Although this website now saves me an incredible amount of time by not having to explain detail over the phone, it actually began nearly six years ago simply with just minimal text and two photo's - primarily for potential new customers to be able to visualise the load sizes and compare this with what my competitors offered rather than compare what are often exaggerated volume and weight figures quoted over the phone (and now websites). I keep expanding it everytime someone asks me a question not covered here already! Increased business from this growing website is partly responsible for me going full time (as far as I know that makes me unique in the region) enabling me to now supply at any time of the year.

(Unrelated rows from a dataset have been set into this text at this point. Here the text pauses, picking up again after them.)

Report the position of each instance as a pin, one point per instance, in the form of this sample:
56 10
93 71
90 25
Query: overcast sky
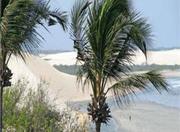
163 15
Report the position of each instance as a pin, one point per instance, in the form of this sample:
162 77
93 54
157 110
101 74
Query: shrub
29 110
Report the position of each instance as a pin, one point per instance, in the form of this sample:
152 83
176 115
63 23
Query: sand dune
145 117
167 57
61 86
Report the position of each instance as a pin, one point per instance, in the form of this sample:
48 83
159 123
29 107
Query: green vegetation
73 69
106 33
19 35
27 110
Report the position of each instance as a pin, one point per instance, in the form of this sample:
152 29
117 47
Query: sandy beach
139 117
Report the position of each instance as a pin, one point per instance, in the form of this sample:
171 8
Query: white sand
146 117
168 57
61 86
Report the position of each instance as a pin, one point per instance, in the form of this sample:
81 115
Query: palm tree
19 37
106 34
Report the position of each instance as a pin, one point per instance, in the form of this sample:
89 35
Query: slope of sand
145 117
61 86
167 57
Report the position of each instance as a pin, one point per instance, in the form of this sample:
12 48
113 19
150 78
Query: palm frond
19 22
127 87
78 26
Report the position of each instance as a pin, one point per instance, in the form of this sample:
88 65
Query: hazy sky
163 15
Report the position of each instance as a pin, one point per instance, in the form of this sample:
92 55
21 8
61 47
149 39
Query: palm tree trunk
98 127
1 106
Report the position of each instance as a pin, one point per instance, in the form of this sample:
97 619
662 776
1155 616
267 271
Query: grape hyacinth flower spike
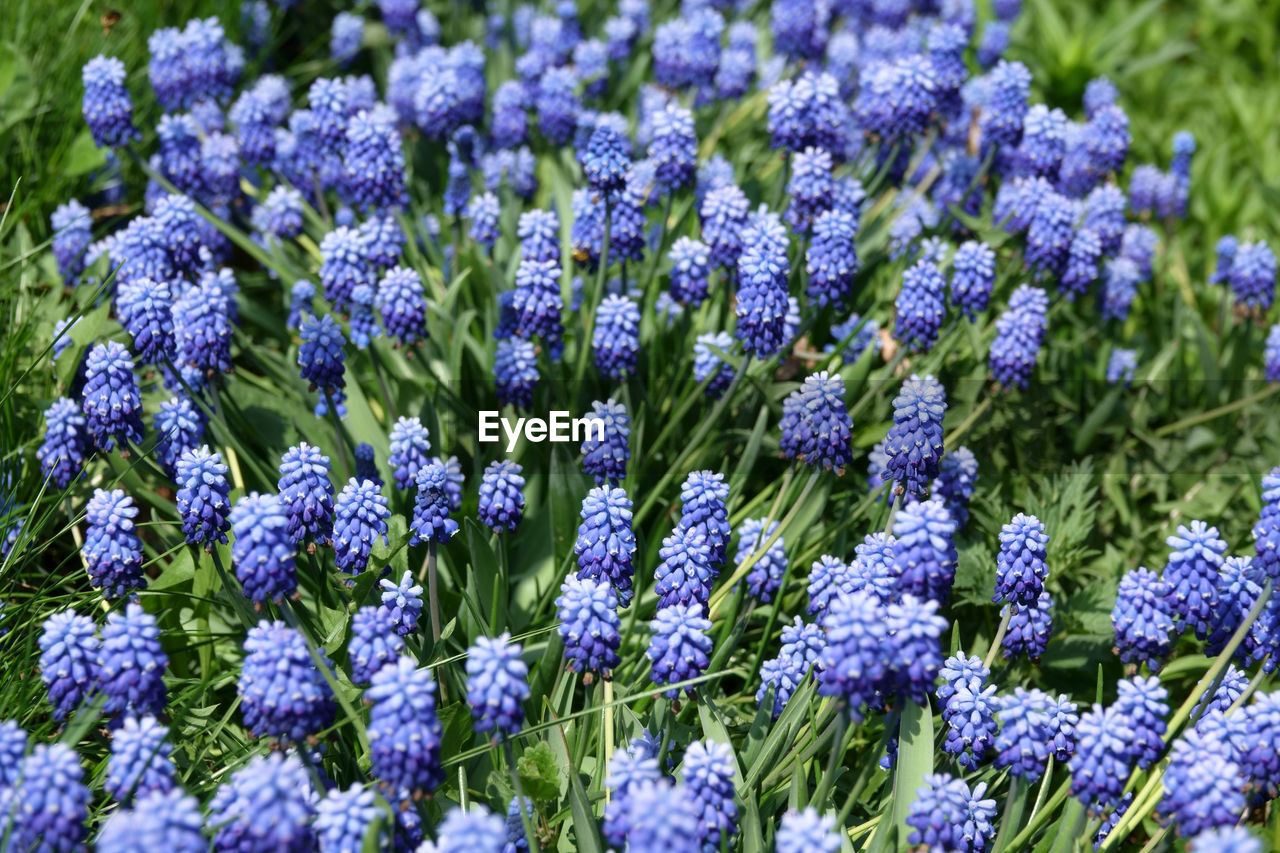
502 496
817 428
497 685
914 442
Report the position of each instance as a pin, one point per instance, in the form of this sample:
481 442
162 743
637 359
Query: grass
1111 471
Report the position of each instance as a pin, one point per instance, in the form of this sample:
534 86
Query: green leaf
83 155
585 834
538 772
914 761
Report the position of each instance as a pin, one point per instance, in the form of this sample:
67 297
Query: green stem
999 638
839 737
763 547
1009 821
432 589
954 438
1205 416
344 445
593 299
530 835
691 446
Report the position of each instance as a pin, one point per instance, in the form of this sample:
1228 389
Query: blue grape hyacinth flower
131 664
410 445
402 602
67 443
763 270
50 802
588 614
606 544
1143 617
946 815
502 496
708 779
913 647
346 817
306 493
1203 788
855 658
402 302
68 661
924 553
374 643
140 761
709 364
108 106
807 831
1019 334
1194 566
263 551
920 306
113 402
1020 569
323 361
360 518
204 497
831 259
817 428
265 804
1143 702
283 693
432 506
686 571
680 646
179 427
616 337
607 460
973 274
690 268
497 684
403 730
113 551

I hope this simple site constructed by myself has given you all the information you require without any unnecessary gimmicks - like saying I'm 'part of a Cox Group' offering 'total logging solutions'! Maybe you're looking for the regular update on stock availability, or maybe you're looking for a new supplier - there was a lot of rubbish sold again last winter from the new kids on the block eg "barn dried logs" that looked as though they had been dried for a fortnight, loads of elder twigs, and one new customer had previously even received old creosoted fences chopped up and sold to him as logs! Anyway, whatever the reason is for you looking here, I hope the photos and this simple site has been of help to you. Thankyou for reading and I hope to see you soon!